Published On: Sun, Mar 17th, 2024

Russian elections 2024: Results in full as Vladimir Putin secures record fifth term | World | News

Vladimir Putin has secured 87 percent of the vote in Russia‘s presidential election, according to an exit poll reported by Russian state media.

Results of the exit poll from the All-Russian Centre for the Study of Public Opinion (VTsIOM) were reported at about 6pm on Sunday (March 17).

TASS reports the poll shows second place will be taken by Communist Party candidate Nikolai Kharitonovt, with 4.6 percent.

Vladislav Davankov from the New People on 4.2 percent will come third and fourth will be the leader of the LDPR Leonid Slutsky, who is on three percent, according to the exit poll.
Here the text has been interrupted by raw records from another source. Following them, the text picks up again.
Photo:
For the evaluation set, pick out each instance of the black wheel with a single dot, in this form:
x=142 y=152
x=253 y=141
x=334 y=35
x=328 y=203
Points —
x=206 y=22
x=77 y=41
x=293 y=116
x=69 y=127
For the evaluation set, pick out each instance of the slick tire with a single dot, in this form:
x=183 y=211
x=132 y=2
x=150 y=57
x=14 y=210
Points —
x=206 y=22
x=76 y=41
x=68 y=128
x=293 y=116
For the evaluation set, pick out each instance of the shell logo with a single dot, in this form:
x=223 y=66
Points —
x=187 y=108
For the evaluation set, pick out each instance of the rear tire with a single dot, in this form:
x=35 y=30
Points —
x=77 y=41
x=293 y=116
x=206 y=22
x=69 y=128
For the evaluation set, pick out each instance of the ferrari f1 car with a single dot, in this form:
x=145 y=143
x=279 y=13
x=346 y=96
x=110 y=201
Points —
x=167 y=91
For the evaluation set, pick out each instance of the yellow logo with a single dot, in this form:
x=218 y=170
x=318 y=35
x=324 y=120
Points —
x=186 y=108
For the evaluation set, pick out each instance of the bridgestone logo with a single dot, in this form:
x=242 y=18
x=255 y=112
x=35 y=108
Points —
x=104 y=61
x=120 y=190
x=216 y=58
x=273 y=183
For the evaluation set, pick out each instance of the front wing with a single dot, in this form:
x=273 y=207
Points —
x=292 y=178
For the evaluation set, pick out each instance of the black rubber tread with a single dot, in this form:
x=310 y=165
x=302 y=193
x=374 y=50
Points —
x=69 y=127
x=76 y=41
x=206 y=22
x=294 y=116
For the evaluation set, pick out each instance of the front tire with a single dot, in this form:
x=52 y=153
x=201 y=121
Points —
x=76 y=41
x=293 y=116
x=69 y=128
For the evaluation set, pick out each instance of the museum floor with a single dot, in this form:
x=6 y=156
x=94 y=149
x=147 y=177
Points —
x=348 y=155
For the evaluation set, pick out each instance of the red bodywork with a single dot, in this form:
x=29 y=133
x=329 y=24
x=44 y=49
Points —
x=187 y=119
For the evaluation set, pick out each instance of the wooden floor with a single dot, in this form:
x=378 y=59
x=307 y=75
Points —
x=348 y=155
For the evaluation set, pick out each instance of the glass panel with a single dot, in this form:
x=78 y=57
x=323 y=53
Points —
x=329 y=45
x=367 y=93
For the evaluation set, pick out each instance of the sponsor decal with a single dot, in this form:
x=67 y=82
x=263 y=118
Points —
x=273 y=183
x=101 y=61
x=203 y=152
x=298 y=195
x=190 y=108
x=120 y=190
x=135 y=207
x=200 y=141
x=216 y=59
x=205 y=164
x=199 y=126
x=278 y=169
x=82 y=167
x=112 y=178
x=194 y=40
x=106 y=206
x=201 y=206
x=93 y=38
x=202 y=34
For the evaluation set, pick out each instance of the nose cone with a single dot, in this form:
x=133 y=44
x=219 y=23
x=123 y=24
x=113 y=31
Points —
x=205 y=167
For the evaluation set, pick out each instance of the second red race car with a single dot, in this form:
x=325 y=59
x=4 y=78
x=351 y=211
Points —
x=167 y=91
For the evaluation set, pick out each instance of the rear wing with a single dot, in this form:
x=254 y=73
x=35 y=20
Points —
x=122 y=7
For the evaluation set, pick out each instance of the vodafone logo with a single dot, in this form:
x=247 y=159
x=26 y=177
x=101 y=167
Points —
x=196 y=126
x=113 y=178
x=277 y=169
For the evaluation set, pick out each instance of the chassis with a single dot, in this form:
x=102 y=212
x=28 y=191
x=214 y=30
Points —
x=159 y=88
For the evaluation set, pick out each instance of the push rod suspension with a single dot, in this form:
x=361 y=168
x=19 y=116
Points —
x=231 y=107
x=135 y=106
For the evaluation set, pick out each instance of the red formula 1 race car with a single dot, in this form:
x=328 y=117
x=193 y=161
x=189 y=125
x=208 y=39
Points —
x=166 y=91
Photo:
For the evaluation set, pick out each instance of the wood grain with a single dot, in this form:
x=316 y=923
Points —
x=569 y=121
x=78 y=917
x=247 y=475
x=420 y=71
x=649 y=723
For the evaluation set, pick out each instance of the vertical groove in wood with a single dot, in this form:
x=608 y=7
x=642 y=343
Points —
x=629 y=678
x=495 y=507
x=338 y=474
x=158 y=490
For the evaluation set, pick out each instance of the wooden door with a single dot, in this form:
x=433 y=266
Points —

It reports another 1.2 percent of ballots will be “invalidated”.

Russia today (March 17) ended three days of voting which began on Friday in a presidential election that was all but certain to extend President Vladimir Putin’s rule by six more years after he stifled dissent.

At least half a dozen cases of vandalism at polling stations were reported, including a firebombing and several people pouring dyed liquid into ballot boxes.

The election took place against the backdrop of a ruthless crackdown that has crippled independent media and prominent rights groups and given Putin full control of the political system.

It also came as Moscow’s war in Ukraine entered its third year. Russia has the advantage on the battlefield, where it is making small, if slow, gains.

A Russian missile strike on the port city of Odesa killed at least 14 people on Friday, local officials said.

Ukraine, meanwhile, has made Moscow look vulnerable behind the front line: Long-range drone attacks have struck deep inside Russia, while high-tech drones have put its Black Sea fleet on the defensive.

Russian regions bordering Ukraine have reported several attempts by Ukrainian fighters to take towns this week. Kremlin spokesman Dmitry Peskov said on Friday it was “beyond any doubt they are related one way or another to attempts to cast a shadow on the elections”.

Voters cast their ballots from Friday until late on Sunday at polling stations across the vast country’s 11 time zones, in illegally annexed regions of Ukraine and online.

Polling took place in a tightly controlled environment where Putin faced competition from only three token rivals. Public criticism of him or his war in Ukraine is stifled.

Putin’s fiercest political foe, Alexei Navalny, died in an Arctic prison last month, while other critics are either in jail or exile.

Beyond the fact voters had virtually no choice, independent monitoring of the election was extremely limited.

Mr Navalny’s associates had urged those unhappy with Putin or the war to protest by going to the polls at noon on Sunday – queues outside a number of polling stations both inside Russia and at its embassies around the world appeared to swell at that time.

Among those heeding the call was Yulia Navalnaya, Mr Navalny’s widow, who joined a long line at the Russian Embassy in Berlin as some in the crowd applauded and chanted her name.

Asked whether she had a message for Putin ahead of the result, Mrs Navalnaya replied: “Please stop asking for messages from me or from somebody for Mr. Putin.

“There could be no negotiations and nothing with Mr. Putin, because he’s a killer. He’s a gangster.”